Entretien avec Nathalie KOSCIUSKO-MORIZET:

Entretien avec Nathalie KOSCIUSKO-MORIZET dans Ecologie Responsable n° 4 et 5, Printemps-été 2006.

« Le changement climatique, l’enjeu écologique majeur du XXIème siècle »

Député UMP de l’Essonne, Nathalie KOSCIUSKO-MORIZET est la Déléguée Générale de l’UMP en charge de l’Ecologie. Ingénieur de formation, elle est également Présidente du Groupe d’Etude sur la Santé et l’Environnement, elle a été le rapporteur de la mission d’information parlementaire sur l’effet de serre.

Ecologie Responsable : Durant les auditions qu’elle a menées, la mission a entendu de nombreux experts. Avez-vous été surprise, voire inquiète, des constats et prévisions qui ont pu être faits ?

Nathalie KOSCIUSKO-MORIZET : Oui. Je croyais déjà bien connaître le sujet du changement climatique, mais les connaissances scientifiques progressent très rapidement et témoignent toutes de la gravité du problème. Nous sommes, je le crois, devant l’enjeu écologique majeur du XXIème siècle.

E.R. : La question du changement climatique a-t-elle dépassé les clivages politiques pour aboutir au final, à un consensus lors des travaux d’élaboration du rapport ?

NKM : Nous avons tous partagé le même constat, et le même sentiment d’urgence. Naturellement, nous avons eu des débats sur les mesures à prendre, et c’est bien normal. Finalement, le rapport a été voté à l’unanimité moins deux abstentions, celles des Verts et des Communistes. J’ai regretté ces abstentions, sur un motif politique.

E.R. : Les recommandations préconisées dans le rapport sont-elles à la hauteur ?

NKM : On peut aller plus loin encore. Un jour il faudra aller plus loin, c’est sûr. Mais la force du rapport, c’est de dire « nous, parlementaires de tous horizons, nous avons travaillé sur le changement climatique, et nous disons que c’est grave, très grave. Nous vous proposons une première série de mesures, à la frontière entre ce qui est indispensable pour l’environnement et ce que nous croyons acceptable pour la société. » Si on fait tout, ce sera déjà formidable.

E.R. : Comment faire prendre conscience à la population de l’enjeu climatique qui pourrait, si nous ne faisons rien, complètement bouleverser notre mode de vie ?
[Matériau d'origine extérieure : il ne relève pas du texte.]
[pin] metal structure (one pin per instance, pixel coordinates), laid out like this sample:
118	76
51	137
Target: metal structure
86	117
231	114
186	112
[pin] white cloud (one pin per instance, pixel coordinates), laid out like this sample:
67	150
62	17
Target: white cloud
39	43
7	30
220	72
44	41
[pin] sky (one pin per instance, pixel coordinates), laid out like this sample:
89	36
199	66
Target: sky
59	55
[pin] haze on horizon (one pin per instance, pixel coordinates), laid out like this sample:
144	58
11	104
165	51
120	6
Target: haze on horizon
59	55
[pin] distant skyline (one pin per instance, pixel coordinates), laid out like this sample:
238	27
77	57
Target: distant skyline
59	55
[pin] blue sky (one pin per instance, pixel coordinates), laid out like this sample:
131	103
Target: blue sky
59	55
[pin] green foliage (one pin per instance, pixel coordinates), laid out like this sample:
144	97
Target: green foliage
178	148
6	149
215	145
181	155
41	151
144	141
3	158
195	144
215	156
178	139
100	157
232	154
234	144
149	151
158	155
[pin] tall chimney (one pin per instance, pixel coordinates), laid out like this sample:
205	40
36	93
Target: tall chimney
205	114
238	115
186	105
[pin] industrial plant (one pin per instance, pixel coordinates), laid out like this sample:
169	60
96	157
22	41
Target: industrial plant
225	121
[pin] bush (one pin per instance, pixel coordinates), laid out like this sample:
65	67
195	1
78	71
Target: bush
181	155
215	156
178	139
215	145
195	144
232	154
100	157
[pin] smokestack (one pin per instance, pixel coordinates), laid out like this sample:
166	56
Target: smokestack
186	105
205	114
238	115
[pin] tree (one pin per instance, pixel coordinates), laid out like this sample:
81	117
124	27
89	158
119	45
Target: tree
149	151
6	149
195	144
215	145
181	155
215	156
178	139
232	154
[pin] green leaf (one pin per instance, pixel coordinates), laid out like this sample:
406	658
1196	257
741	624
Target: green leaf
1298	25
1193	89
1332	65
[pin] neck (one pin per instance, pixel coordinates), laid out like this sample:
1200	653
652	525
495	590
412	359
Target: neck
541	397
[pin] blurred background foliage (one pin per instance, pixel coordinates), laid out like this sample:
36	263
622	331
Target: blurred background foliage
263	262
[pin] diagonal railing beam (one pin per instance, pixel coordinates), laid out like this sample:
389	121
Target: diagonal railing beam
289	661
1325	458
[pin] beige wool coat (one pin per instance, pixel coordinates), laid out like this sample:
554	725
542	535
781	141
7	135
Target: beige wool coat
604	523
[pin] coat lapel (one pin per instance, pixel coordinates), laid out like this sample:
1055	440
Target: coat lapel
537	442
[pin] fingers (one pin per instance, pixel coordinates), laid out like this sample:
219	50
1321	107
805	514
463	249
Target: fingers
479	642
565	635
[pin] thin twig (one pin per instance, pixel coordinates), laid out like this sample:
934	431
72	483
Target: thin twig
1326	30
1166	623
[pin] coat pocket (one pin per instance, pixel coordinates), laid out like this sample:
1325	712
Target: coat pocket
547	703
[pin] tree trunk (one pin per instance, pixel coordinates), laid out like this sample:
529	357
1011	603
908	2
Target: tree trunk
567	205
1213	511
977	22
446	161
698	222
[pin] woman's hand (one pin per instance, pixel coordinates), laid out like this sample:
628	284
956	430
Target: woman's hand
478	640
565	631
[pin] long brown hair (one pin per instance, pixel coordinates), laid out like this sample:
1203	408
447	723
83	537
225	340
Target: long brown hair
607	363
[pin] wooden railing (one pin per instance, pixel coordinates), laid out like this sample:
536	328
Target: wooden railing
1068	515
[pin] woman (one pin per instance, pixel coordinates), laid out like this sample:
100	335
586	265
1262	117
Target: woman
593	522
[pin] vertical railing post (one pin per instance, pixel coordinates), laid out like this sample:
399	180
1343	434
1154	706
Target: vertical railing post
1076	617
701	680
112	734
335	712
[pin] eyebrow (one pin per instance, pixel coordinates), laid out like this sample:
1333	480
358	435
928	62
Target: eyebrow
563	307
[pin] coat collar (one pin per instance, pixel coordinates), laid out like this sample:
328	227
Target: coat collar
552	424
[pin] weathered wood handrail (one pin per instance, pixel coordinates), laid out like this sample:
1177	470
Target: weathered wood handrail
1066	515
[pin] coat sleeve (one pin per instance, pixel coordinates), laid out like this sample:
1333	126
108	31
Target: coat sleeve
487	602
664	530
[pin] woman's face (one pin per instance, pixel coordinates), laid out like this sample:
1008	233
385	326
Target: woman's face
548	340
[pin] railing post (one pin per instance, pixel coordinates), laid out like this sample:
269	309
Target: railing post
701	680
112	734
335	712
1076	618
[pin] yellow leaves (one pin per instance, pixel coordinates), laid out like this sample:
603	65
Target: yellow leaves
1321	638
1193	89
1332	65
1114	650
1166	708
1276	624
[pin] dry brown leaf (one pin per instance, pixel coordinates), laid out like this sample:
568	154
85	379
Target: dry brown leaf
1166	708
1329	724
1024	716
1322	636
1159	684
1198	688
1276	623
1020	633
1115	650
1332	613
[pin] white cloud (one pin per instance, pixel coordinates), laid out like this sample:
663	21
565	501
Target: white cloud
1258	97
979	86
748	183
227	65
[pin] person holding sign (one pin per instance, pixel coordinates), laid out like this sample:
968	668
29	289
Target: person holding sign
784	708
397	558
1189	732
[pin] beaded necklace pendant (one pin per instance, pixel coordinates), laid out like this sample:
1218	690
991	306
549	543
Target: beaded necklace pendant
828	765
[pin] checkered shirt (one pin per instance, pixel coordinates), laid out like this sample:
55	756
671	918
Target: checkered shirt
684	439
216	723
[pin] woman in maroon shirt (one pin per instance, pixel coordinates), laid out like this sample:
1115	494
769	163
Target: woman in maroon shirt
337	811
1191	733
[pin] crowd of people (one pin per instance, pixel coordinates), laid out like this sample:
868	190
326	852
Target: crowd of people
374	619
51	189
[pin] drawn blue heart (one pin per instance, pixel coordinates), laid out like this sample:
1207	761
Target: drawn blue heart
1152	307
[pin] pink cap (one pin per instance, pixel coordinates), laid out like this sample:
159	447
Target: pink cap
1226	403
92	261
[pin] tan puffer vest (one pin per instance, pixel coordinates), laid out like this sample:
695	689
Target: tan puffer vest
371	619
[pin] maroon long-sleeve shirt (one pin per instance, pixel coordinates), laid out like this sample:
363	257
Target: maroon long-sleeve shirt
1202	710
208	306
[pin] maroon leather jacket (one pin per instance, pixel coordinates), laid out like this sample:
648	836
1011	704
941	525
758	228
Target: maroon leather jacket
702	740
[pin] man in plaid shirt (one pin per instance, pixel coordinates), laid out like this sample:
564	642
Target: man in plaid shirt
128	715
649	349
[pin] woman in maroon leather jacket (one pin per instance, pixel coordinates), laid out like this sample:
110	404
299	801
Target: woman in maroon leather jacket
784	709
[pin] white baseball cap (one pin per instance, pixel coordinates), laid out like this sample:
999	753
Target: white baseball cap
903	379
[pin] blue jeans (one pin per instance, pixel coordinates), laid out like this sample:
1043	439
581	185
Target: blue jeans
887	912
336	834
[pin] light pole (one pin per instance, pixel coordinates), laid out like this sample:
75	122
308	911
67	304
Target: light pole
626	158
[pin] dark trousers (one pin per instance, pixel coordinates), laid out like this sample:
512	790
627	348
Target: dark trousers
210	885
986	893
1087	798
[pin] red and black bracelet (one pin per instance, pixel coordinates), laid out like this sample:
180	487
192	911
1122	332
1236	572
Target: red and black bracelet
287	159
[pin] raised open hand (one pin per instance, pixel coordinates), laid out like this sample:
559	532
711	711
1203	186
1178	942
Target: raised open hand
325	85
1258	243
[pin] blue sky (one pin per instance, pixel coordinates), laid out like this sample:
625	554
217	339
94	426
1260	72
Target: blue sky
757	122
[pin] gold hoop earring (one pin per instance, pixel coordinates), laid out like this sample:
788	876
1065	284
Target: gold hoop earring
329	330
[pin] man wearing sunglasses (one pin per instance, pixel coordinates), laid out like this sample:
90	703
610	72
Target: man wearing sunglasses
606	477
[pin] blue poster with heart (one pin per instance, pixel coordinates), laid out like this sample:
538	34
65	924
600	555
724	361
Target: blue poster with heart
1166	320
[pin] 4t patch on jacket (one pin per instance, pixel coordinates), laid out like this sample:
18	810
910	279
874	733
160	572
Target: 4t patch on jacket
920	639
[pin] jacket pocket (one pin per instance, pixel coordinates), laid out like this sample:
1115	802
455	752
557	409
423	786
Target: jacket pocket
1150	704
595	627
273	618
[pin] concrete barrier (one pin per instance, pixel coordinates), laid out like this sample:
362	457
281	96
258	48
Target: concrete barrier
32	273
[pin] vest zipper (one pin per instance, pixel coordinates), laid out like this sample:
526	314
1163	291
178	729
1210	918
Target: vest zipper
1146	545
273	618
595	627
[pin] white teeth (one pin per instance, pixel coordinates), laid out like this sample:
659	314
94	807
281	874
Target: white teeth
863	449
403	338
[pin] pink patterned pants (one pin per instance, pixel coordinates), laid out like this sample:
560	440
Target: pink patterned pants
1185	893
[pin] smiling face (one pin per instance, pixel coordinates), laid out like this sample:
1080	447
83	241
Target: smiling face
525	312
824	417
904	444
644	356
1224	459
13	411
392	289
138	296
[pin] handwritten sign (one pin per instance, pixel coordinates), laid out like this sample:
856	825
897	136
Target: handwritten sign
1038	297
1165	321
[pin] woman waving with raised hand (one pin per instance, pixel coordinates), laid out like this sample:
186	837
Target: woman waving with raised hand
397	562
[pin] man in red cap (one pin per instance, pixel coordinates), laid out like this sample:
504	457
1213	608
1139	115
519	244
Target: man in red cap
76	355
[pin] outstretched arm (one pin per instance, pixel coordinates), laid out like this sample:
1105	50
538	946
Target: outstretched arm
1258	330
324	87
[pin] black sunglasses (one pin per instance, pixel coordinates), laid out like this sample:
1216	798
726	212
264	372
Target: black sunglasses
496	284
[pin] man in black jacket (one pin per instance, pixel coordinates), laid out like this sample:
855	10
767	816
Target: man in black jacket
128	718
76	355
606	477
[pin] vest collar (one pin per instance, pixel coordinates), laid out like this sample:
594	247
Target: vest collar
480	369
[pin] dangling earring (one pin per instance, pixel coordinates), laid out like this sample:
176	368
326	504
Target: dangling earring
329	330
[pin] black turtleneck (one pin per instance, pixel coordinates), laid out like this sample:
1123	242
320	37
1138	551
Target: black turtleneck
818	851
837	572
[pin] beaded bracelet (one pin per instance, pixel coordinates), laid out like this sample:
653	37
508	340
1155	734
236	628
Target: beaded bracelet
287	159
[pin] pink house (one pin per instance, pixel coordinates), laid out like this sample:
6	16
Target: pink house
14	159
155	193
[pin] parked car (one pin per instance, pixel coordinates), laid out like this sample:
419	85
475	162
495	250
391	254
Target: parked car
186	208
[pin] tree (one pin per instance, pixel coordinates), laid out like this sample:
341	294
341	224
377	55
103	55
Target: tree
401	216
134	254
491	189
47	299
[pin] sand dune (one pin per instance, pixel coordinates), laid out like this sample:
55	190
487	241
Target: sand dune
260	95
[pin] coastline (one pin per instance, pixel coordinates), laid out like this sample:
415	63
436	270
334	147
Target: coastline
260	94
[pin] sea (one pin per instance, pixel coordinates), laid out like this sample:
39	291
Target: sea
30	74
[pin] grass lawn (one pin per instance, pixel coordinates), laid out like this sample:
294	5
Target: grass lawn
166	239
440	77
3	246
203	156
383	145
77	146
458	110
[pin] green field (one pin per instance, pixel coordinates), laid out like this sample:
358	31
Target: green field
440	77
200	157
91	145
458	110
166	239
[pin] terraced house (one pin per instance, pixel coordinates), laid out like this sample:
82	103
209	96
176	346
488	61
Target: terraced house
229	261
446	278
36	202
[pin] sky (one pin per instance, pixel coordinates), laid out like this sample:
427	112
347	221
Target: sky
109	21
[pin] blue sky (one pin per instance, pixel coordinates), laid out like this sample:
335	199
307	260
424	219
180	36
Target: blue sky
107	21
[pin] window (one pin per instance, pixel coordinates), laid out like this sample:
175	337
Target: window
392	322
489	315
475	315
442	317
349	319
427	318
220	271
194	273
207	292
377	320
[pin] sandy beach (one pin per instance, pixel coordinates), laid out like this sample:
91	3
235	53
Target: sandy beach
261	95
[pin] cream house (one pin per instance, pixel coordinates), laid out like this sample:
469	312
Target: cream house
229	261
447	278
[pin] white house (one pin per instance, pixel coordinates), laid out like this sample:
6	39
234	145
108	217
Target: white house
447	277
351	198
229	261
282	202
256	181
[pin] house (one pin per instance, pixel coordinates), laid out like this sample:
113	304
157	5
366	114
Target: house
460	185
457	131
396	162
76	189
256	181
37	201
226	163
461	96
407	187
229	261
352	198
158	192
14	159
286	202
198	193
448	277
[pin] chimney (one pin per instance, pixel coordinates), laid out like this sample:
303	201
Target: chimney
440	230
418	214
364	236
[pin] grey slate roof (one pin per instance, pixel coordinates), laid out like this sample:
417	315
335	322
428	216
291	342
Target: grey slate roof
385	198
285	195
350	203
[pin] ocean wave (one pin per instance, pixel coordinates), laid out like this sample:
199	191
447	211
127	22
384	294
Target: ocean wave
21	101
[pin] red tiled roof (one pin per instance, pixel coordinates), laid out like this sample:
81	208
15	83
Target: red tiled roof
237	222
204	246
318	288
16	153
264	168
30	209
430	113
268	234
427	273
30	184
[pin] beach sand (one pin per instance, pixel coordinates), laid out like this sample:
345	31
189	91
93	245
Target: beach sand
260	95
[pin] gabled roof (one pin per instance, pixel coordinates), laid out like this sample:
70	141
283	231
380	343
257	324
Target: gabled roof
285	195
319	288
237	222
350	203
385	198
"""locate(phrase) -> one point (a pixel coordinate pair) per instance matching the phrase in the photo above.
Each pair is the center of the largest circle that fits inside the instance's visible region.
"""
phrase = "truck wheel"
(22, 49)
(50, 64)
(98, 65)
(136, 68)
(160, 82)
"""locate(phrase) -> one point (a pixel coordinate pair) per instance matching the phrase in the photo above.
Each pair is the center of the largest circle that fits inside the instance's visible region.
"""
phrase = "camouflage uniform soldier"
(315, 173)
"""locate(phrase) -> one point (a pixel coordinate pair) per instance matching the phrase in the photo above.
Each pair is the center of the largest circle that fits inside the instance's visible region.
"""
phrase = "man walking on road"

NKM : Je crois que la prise de conscience progresse très vite dans la population. Mais je regrette que les émissions de télévision soient encore trop peu nombreuses sur les questions d’écologie. Pour moi, la presse écrite a fait de gros progrès. La télévision doit maintenant suivre. L’action en sera facilitée. C’est important.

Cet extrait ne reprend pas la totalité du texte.